Bayesian Modelling of Spatial Typology
Emmy Noether Research Group funded by the German Research Foundation (DFG)
Host institution: Department of Linguistics, Albert-Ludwigs-Universität Freiburg
Start date: December 1, 2022
Duration: 6 years
Lead: Matías Guzmán Naranjo
Project team: I-Ying Lin and Marvin Martiny
Research assistants: Sarah Neitzel and Miriam Schiele
There is currently a considerable amount of research on spatial typology (dialectology, areal typology, and language diffusion) dealing with various topics, including the emergence of language areas, the necessity of considering contact effects, sociolinguistic factors that can play a role in language contact, as well as the impact of geographical features on contact between languages. However, attempts to develop computational models of these phenomena have so far remained largely isolated and are mostly based on suboptimal or incomplete assumptions as well as strongly simplified data.
To better understand spatial phenomena, these aspects need to be taken seriously. More realistic, generative models for spatial typology based on more comprehensive and detailed datasets are needed. The present project aims to improve the current state of research by building Bayesian generative models for spatial phenomena — both for identification and as typological control instruments — while using more realistic assumptions and higher-quality spatial data. We will develop models both to control spatially induced confounding factors and to investigate spatial effects themselves.
Better data:
- More realistic distances between languages: Most work in spatial typology assumes that the distance between language communities is either Euclidean or geodetic.

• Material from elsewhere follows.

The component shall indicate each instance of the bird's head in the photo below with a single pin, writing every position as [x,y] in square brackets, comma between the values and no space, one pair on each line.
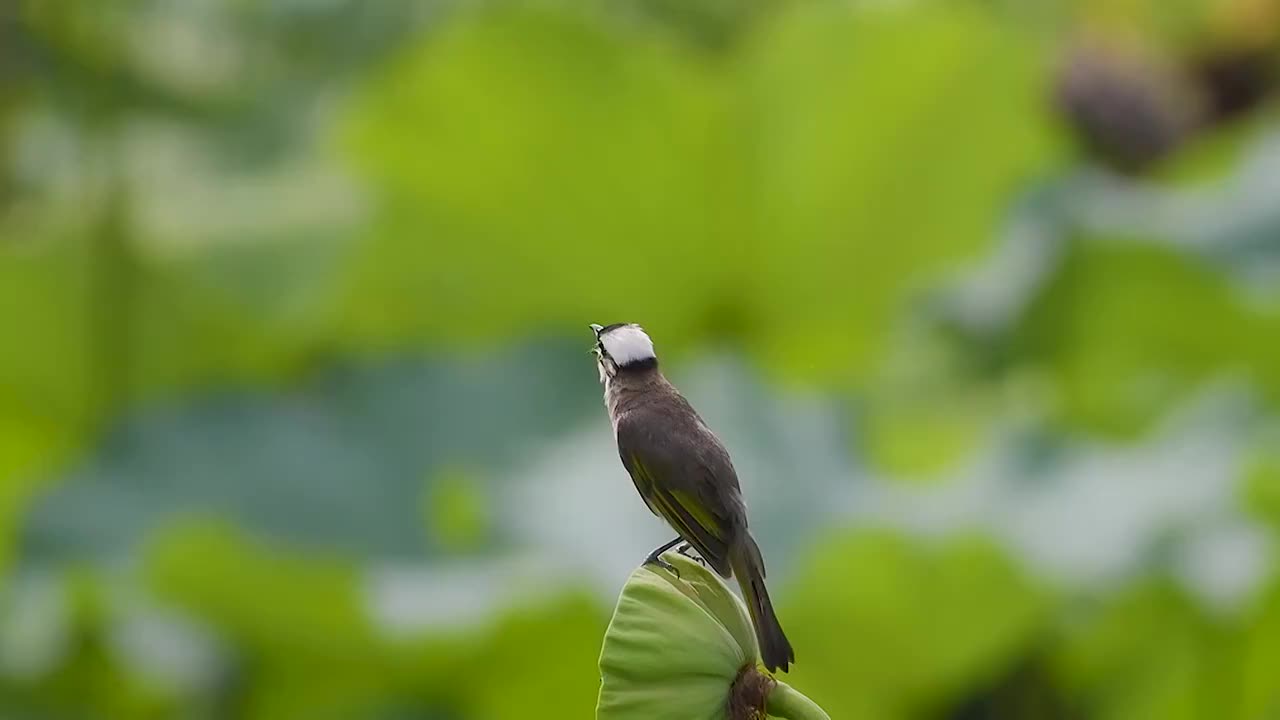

However, both approaches ignore social and geographical factors such as mountain ranges, rivers, or trade routes. A central goal of the project is therefore to develop and calculate more accurate distance measures for spatial separations.

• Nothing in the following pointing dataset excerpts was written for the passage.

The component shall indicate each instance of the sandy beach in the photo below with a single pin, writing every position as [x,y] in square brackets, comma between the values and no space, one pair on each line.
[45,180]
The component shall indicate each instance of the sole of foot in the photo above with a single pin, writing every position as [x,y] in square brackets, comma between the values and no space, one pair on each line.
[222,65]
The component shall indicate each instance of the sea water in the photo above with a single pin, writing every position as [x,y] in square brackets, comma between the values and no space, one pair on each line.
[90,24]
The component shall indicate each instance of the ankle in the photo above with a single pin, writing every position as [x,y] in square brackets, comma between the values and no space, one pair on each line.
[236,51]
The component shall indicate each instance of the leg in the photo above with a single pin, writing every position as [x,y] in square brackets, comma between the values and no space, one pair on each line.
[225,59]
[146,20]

- More realistic representations of language areas: While many studies in spatial typology represent languages as points in space, this is a strong simplification. The project aims to create more realistic polygonal representations of language areas.
Better models:
Within the project, we will develop Bayesian models that consider the following aspects:
- Barriers and pathways: Contact between language communities is impeded by both natural (e.g., mountains, fast-flowing rivers, oceans) and socio-political barriers (e.g., borders, religions). At the same time, contact is facilitated by pathways (e.g., roads, trade routes, slowly flowing rivers). The project leadership will develop Bayesian models of language contact diffusion that take both barriers and pathways into account.

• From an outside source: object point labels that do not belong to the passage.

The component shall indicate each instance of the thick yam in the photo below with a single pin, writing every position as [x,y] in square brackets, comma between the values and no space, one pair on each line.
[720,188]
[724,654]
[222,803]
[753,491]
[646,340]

- Asymmetric language contact: Language contact is often not symmetrical. Larger languages often exert a stronger influence on smaller languages than vice versa. Lingua francas and imperial languages may have a much larger reach than languages of marginalized communities. Marvin Martiny will develop Bayesian models for asymmetric language contact.
- Models with polygon data: Since different languages are spoken over areas of varying size, they can influence more or fewer neighbors. I-Ying Lin will develop Bayesian models of language contact that incorporate polygonal representations of language areas.
Publications
M. Guzmán Naranjo and G. Jäger, “Euclide, the crow, the wolf and the pedestrian: distance metrics for linguistic typology [version 2; peer review: 1 approved, 2 approved with reservations]” Open Research Europe, vol. 3, p. 104, 2024, doi: 10.12688/openreseurope.16141.2.
M. Guzmán Naranjo and M. Mertner, “Estimating areal effects in typology: A case study of African phoneme inventories” Linguistic Typology, vol. 27, no. 2, pp. 455–480, 2023, doi: 10.1515/lingty-2022-0037.
Conference Contributions
M. Guzmán Naranjo and G. Jäger, “Euclide, the crow, the wolf and the pedestrian” 14th Conference of the Association for Linguistic Typology, University of Texas, Austin, 15–17 Dec. 2022.
M. Martiny, “Grammaticalization in Western Amazonia: A study on areal effects” Amazonicas IX, Universidad de los Andes, Bogotá, 5–9 June 2023.